Meeting called both farcical and constructive

A meeting between Dunedin's leaders and Mondelez International over the Cadbury factory was labelled a ''farce'' by a union representative and ''constructive'' by Dunedin Mayor Dave Cull.

The meeting of business, civic, and political leaders started with the union walking out and ended with Mr Cull angrily ejecting Allied Press media from the Dunedin City Council civic centre. He later called this a misunderstanding.

Clare Curran
Clare Curran

Etu industrial strategy director Neville Donaldson, who walked out shortly after the meeting began, said it was a ''farce''.

Mr Cull issued a statement last night saying the meeting was ''constructive'' and talked about the ''exciting'' prospect of an expanded Cadbury World.

Dunedin South Labour MP Clare Curran said not much progress was made, but at least Mondelez representatives had committed to going back to senior management to see if options for saving the factory could be discussed.

Mr Donaldson said Mondelez's presence was problematic, because legally it had to consider options and not presuppose closure.

He said he did not stay long once he gleaned the meeting's agenda was to plan for a large number of laid-off workers.

''The mayor in his opening address made it clear that the point of the meeting was to discuss action or activities to support unemployed workers,'' Mr Donaldson said.

''He even pointedly said that we shouldn't challenge local [Cadbury] management ... because they're as much the victim as anybody.''

Mondelez's proposal to close the factory by March next year is subject to formal consultation that officially starts early next month.

''We've told workers and the general public we will do all we can to keep the factory open, and they expect the union to honour this.

''Legally, with consultation yet to begin, I felt it would be a breach of good faith to members to sit in on discussions about what happens after the factory closes, given a decision hasn't been made yet,'' Mr Donaldson said.

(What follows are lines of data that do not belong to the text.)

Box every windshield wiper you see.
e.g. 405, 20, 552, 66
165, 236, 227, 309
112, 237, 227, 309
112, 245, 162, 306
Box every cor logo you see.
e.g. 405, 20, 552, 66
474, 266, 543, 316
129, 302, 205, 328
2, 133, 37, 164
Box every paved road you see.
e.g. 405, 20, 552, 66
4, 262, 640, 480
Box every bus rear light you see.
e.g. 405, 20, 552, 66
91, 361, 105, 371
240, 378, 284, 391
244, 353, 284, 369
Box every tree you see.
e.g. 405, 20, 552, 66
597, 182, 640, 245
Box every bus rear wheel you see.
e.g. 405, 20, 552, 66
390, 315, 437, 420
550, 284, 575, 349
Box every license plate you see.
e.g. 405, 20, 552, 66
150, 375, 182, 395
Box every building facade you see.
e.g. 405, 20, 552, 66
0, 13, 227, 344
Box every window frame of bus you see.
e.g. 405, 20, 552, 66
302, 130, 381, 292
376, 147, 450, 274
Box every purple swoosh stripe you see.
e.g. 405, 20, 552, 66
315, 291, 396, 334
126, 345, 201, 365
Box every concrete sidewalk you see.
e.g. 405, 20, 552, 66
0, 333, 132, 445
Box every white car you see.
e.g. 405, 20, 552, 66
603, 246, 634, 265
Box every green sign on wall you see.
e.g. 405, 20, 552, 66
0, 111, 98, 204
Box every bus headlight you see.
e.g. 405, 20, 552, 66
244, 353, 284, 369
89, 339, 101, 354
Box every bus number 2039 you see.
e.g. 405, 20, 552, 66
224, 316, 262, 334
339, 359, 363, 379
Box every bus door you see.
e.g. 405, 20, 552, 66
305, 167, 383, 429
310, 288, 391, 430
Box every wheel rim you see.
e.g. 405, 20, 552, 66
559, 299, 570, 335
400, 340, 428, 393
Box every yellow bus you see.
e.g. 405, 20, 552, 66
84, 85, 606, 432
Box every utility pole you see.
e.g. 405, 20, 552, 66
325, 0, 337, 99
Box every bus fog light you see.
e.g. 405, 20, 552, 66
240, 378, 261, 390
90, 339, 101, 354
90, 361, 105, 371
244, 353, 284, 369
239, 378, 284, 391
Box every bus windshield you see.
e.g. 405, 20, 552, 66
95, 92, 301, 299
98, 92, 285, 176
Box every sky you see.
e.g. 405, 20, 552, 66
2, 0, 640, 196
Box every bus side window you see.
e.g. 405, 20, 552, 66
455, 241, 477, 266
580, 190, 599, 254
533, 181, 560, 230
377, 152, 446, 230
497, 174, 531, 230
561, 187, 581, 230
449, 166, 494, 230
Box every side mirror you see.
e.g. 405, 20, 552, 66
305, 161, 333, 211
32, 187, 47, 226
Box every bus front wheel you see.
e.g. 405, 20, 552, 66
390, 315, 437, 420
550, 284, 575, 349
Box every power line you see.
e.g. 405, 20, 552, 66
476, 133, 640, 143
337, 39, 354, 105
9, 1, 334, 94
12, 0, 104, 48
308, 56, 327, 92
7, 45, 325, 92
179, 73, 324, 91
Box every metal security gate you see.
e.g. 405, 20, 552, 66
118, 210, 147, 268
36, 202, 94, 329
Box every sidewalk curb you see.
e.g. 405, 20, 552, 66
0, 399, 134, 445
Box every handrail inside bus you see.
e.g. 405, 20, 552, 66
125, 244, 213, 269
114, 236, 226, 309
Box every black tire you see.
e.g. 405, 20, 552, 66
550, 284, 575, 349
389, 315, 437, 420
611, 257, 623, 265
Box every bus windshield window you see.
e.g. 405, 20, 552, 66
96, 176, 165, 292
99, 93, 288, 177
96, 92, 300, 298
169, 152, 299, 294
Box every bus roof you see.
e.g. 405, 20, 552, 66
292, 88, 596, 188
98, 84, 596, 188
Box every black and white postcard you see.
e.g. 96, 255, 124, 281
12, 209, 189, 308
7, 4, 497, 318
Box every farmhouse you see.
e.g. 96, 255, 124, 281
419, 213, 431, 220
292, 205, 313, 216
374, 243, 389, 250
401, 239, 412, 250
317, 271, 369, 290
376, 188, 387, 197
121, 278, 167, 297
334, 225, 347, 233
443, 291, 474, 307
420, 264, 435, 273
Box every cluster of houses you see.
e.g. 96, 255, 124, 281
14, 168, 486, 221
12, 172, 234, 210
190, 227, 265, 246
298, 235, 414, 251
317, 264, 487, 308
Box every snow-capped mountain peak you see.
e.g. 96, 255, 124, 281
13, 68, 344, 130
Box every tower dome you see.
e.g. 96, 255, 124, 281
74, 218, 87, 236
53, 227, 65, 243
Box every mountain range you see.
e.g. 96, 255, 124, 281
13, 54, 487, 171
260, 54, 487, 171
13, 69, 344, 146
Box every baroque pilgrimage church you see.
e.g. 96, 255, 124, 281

In a statement after the meeting, Mondelez responded to the union's comments saying it was consulting employees and unions in a ''fair and transparent manner''.

''We are conscious of the impact on the people and community and whilst it is just a proposal at this time, it is important to hear views of the broader community to ensure we have heard all options before a decision is made.

''Throughout the process we will ensure we do everything we can to support potentially impacted employees and the local community,'' the company statement said.

Mr Cull said the overarching concern was for the ''wellbeing of staff, from production workers to salaried staff''.

The meeting was given a ''full and frank explanation'' of Mondelez's proposal by Dunedin site manager Judith Muir, he said.

The closure still had the status of a proposal and no-one was in the position of saying it would happen, even if the options looked limited.

How staff could be supported would not become clear until a final decision was made on the factory.

"Everyone around the table undertook to put more thought into what a legacy facility might look like, should the proposal go ahead,'' Mr Cull said.

"For example, the company is ready to invest in redevelopment work to make Cadbury World an even better visitor experience, which could hold exciting prospects of more visitors and jobs at Cadbury World.''

Mr Cull and other participants had agreed to meet Mondelez again after the consultation process.

The statement said there was "some confusion'' at the end of the meeting about media access to the "private meeting''.

"An arrangement was in place where reporters could have held interviews with attendees of the meeting in a public area of the Civic Building.

"Due to the confusion, the interviews did not take place.''

Ms Curran said the question of whether the factory could be saved prevented much progress.

"I don't feel hugely optimistic about it, but I want to know if it is possible or if it isn't and if it isn't, could [Mondelez] just say it.''

Allied Press reporters were told to leave the civic centre by the mayor and DCC communications director Graham McKerracher. Mr McKerracher said the area outside the mayoral lounge was "not a public place'', despite the reporters having signed in to the building.

Some attendees, including the Mondelez group, stayed in the lounge after the meeting. The Mondelez group appeared to have left the building using a back entrance.

No-one was keen to talk when they emerged from the 90-minute meeting, including councillors and local MPs.

- Additonal reporting by Vaughan Elder

Comments

Is it not time for mayor Cull to step aside?
As the city representative he above all overs should know the difference between a proposal and a decision. Mondelez AGAIN reiterated a final decision on cadburys had yet to be made but Mr Cull has already decided it's a lost cause and given up accordingly!
Well, if this is a sign of leadership from our civic leader, I ask that someone with a stronger constitution stand up, take the reins of the mayors office, and FIGHT for our city!
Time to go Mr Cull, you have lost the respect of hardworking Dunedinites! We demand more from the mayors office than whimpering resignation!

my Mayor should recognise the word "transparency" that he used in his first election. The press are there in public space paid by the rate payers to get the news. They have every right to be there. He needs to lighten up and present his smiley face.